All Hallows’ Eve
‘Wasn’t something supposed to happen today?’ 7.30 pm: Breakfast time:
8.25 am: Off to town, by way of a supermarket, towards the School. 9.10 am: The first of the day’s two Abstraction lectures. We went to the Armoury Show (1913). Who wrote this?:
This is the last time that I’ll be delivering the module at the School. 10.15 am: The start of a long day of third year painting tutorials. I think ‘pooch’ likes me:
A desultory day. I felt it in my bones:
1.00 pm: Abstraction, again. Into the realms of Pollock, Jung, and Native-American Indian sand-painting. 2.00 pm: A hurried lunch over adminy bits, before engaging my afternoon’s roster of tutorials. This would be a slog. 5.30 pm: An end:
Some principles and observations derived from today’s engagements:
- You paint yourself into a problem and out again; that’s how it works.
- S: ‘I really enjoyed making it!’. T: ‘Irrelevant! What did you achieve?’
- T: ‘IDEA: Ephemeral paintings made from toothpaste and face moisturiser.’
- T: ‘Who shops in Tesco Express at 3.00 am?’ S: ‘Drunken students, mostly.’
- In the end, it all comes down to identity and motivation. The rest, it seems, arises out of these things.
- T: ‘Now, you do the talking.’
- T: ‘How would increasing the scale change the nature of the subject of representation? Don’t overlook the virtues of the small painting .’
- A photograph is the closest technological equivalent to a memory; and, yet it looks nothing like a memory.
- Today, we take too many photographs; the sheer availability and ease of production seems somehow to invalidate each one, to some measure.

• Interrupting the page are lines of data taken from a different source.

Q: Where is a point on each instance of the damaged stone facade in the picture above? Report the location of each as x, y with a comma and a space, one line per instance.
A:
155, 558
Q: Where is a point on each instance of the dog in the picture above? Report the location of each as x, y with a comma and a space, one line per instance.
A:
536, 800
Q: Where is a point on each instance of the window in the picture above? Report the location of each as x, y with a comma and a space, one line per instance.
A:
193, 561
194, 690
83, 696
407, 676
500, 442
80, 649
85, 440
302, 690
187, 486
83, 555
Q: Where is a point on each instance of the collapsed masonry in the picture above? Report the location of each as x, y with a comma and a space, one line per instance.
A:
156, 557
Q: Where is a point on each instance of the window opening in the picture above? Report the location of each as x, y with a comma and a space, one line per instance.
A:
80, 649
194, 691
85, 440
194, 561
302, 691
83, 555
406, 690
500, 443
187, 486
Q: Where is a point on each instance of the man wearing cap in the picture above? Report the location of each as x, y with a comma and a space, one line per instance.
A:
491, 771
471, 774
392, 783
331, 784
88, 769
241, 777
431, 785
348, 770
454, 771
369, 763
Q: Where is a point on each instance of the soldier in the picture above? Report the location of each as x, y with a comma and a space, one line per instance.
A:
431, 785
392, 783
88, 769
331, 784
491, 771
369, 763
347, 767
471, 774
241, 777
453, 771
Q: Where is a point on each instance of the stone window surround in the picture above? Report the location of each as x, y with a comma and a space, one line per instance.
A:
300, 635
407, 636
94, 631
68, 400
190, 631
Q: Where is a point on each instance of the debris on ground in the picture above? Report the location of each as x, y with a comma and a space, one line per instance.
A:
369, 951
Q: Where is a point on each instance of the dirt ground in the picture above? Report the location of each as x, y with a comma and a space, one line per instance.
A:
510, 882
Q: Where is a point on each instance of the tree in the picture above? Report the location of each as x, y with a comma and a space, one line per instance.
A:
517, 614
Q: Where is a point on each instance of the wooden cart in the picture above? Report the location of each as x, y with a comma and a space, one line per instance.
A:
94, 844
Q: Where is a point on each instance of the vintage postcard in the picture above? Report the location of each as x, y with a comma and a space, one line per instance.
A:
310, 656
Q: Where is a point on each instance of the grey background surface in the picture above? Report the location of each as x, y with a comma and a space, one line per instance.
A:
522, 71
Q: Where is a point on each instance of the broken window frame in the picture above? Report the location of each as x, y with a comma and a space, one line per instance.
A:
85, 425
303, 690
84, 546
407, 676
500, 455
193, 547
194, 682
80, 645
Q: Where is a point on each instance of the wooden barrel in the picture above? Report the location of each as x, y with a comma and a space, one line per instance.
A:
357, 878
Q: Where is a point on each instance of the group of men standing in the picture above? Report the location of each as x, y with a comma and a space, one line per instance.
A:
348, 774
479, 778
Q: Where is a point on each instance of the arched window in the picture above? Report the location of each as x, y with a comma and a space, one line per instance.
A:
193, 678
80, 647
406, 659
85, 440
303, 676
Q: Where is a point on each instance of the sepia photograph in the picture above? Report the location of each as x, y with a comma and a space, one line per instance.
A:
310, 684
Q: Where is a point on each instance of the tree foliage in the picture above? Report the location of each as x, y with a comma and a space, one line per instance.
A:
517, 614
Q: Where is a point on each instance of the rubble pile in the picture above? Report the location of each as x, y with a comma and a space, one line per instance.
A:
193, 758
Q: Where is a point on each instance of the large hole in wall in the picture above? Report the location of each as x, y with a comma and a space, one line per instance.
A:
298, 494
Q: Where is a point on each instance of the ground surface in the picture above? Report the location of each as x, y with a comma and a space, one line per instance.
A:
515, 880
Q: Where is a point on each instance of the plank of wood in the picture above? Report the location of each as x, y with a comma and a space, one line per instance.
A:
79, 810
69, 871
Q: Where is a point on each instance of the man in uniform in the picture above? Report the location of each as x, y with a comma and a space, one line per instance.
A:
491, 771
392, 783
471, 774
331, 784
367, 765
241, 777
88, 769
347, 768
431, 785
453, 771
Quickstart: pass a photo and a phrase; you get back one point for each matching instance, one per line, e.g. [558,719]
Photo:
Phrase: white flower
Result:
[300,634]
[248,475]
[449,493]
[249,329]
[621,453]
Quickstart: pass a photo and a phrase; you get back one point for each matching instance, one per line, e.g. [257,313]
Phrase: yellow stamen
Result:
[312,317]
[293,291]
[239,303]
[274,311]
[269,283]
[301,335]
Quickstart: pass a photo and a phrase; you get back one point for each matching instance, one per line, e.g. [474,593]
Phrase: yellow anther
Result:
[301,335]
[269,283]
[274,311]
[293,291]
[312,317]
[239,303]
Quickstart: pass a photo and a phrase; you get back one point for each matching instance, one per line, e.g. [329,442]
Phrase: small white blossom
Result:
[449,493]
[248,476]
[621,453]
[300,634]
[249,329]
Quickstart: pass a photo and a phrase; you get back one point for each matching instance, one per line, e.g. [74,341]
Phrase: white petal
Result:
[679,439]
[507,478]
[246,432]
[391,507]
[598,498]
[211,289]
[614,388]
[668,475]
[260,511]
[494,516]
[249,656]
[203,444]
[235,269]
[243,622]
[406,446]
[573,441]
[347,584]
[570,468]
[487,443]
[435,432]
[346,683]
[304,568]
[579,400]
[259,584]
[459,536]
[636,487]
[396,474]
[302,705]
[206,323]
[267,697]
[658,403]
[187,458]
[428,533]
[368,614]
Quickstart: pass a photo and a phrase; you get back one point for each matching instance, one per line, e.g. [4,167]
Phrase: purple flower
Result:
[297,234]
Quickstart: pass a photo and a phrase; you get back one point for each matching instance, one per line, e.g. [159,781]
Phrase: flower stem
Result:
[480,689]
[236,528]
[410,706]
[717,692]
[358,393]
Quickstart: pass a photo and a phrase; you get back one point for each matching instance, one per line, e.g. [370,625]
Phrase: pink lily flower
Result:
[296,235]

- Grind your graphic medium into a powder, and apply it as though it was dry paint.
- It’s when you cease caring about whether a painting is going to work that the breakthrough often takes place.
- There comes a point where you must stop listening to the opinions of others and trust your own judgement and integrity. This is the essence of artistic maturity.
- You need paint only one ‘sentence’ in order to discern the language.
- This is a time for problem setting, not problem solving.
- Don’t judge the outcome on the basis of an anticipation. Do it, and then make the call.